Causal Inference (A/B Testing) in Real Project Using R (Part I)

3 min readJun 15, 2021

Background

A retail company with an online website has multiple marketing channels, including email, TV, and social media platform. The spending on advertising accounted for 50% of the overall budget. As a result, optimizing the Return On Investment (ROI) of investing advertisements in each campaign would be the priority. The company started an email campaign, which sends two kinds of emails, one featuring Men’s merchandise, the other promoting Women's merchandise. They tracked the customers’ behaviors during the campaign such as visiting the website through the link in email, making a purchase, and their spendings. The dataset contains information on customers who have purchased in the last 12 months. With the dataset, we are aiming at evaluating the effectiveness of the email campaign.

Key Question

How does the email campaign affect visits, conversion, and spending?

{r setup, include=FALSE}
knitr::opts_chunk$set(echo = TRUE)

Data Cleaning

Load packages

library(dplyr)
install.packages(‘grf’)
library(grf)
library(tidyverse)
library(ggplot2)

Load dataset

data = read.csv(“email.csv”)

Separate dataset into three groups

men<-data%>%filter(segment==’Mens E-Mail’)
women<-data%>%filter(segment==’Womens E-Mail’)
no<-data%>%filter(segment==’No E-Mail’)

Data Description

Basic information about the dataset

The dataset can be downloaded from https://blog.minethatdata.com/2008/03/minethatdata-e-mail-analytics-and-data.htm.
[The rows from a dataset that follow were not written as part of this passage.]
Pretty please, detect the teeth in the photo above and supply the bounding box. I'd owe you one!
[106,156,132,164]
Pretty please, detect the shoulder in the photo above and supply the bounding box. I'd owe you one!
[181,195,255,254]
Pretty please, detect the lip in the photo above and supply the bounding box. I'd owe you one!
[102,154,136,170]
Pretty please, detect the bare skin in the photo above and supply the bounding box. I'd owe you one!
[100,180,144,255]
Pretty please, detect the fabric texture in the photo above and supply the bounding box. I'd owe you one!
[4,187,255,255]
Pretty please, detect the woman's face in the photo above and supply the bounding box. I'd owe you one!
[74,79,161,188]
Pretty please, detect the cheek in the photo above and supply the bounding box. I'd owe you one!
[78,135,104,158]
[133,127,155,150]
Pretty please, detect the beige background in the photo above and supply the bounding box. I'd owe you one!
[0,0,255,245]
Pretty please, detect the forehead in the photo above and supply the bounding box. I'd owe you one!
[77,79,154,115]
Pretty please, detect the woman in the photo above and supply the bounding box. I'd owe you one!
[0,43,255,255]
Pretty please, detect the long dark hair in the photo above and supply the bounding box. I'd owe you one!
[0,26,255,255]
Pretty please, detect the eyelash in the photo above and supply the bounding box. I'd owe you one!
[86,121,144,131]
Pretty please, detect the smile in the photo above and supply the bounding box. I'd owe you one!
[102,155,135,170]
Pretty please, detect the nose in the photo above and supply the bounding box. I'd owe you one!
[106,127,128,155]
It contains information about an email campaign of a company.

Data Exploration

Look at what the dataset looks like

head(data)

Each unit of observation is a customer. The treatment variable is segmented while the target variables are visit, conversion, and spend. The dataset also contains some other features of customers:

*Recency*: Months since last purchase.

*History_Segment*: Categorization of dollars spent in the past year.

*History*: Actual dollar value spent in the past year.

*Mens*: 1/0 indicator, 1 = customer purchased Mens merchandise in the past year.

*Womens*: 1/0 indicator, 1 = customer purchased Womens merchandise in the past year.

*Zip_Code*: Classifies zip code as Urban, Suburban, or Rural.

*Newbie*: 1/0 indicator, 1 = New customer in the past twelve months.

*Channel*: Describes the channels the customer purchased from in the past year.

nrow(data)

There are 64000 observations in the dataset.

Look at the summary statistics and distributions of variables

hist(data$history)

The distribution of historical spending of customers is right-skewed.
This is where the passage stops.